Pregnant in Prison – A Recipe for High-Risk Pregnancy

As a mom who was unaware of the issues surrounding these moms-to-be, I was troubled when I read that women are “the fastest growing segment of the prison population.”1 Over a 30 year period, the number of imprisoned women went from 11,212 to nearly 113,000 women.1, 2

Within this population are huge state-to-state and regional disparities. In 2004, more than 10 times more women were imprisoned in Oklahoma than in Massachusetts or Rhode Island.1 Though the reasons for such differences are beyond the scope of this article, those states with high female imprisonment rates need to prepare for the very real issue of pregnant women within their system. More women= more moms-to-be in jail.

So, why the rise in women calling prison their home? According to The Rebecca Project for Human Rights, “Women have borne a disproportionate burden of the war on drugs, resulting in a monumental increase of women who are facing incarceration for the first time, overwhelmingly for non-violent offenses.”3 When compared to men, the crimes of incarcerated women are typically non-violent offenses, and often the result of alcohol, drug, and property offenses.4

The Reality: Pregnancy and Incarceration

Six to ten percent of women entering jail are pregnant.5 The nature of this population means the majority fall within the classification of “high-risk.” Medical problems that negatively affect pregnancy outcomes are common. These include: diabetes, epilepsy, HIV, hypertension, cardiac and renal diseases.

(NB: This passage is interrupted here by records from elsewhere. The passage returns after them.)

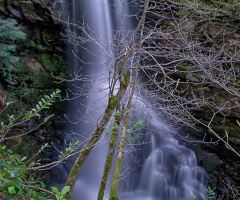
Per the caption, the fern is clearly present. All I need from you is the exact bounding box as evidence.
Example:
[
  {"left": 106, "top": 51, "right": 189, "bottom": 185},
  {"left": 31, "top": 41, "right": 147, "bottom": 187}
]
[{"left": 23, "top": 89, "right": 61, "bottom": 121}]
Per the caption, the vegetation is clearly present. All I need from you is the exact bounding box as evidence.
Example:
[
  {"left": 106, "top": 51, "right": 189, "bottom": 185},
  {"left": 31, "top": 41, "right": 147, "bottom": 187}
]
[
  {"left": 0, "top": 18, "right": 26, "bottom": 83},
  {"left": 0, "top": 0, "right": 240, "bottom": 200}
]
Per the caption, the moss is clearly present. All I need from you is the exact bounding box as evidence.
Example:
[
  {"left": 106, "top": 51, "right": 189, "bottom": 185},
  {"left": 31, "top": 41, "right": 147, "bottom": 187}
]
[{"left": 108, "top": 96, "right": 119, "bottom": 109}]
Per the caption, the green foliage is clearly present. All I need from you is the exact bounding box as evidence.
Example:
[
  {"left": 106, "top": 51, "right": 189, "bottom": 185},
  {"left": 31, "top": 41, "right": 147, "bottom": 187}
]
[
  {"left": 59, "top": 138, "right": 79, "bottom": 160},
  {"left": 192, "top": 186, "right": 215, "bottom": 200},
  {"left": 52, "top": 186, "right": 70, "bottom": 200},
  {"left": 0, "top": 145, "right": 49, "bottom": 200},
  {"left": 0, "top": 89, "right": 72, "bottom": 200},
  {"left": 0, "top": 89, "right": 61, "bottom": 139},
  {"left": 206, "top": 187, "right": 215, "bottom": 199}
]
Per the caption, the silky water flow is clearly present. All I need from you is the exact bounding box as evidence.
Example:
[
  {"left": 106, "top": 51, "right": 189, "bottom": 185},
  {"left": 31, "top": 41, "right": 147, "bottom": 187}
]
[{"left": 55, "top": 0, "right": 205, "bottom": 200}]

Also, many of these women have not received adequate medical care prior to their imprisonment. They are more likely to smoke, be heavy drinkers and use illicit drugs.6 These factors have a significant impact on their requirements for increased (often specialized) prenatal care, as well as their need for education, counseling and substance abuse treatment programs throughout pregnancy and beyond.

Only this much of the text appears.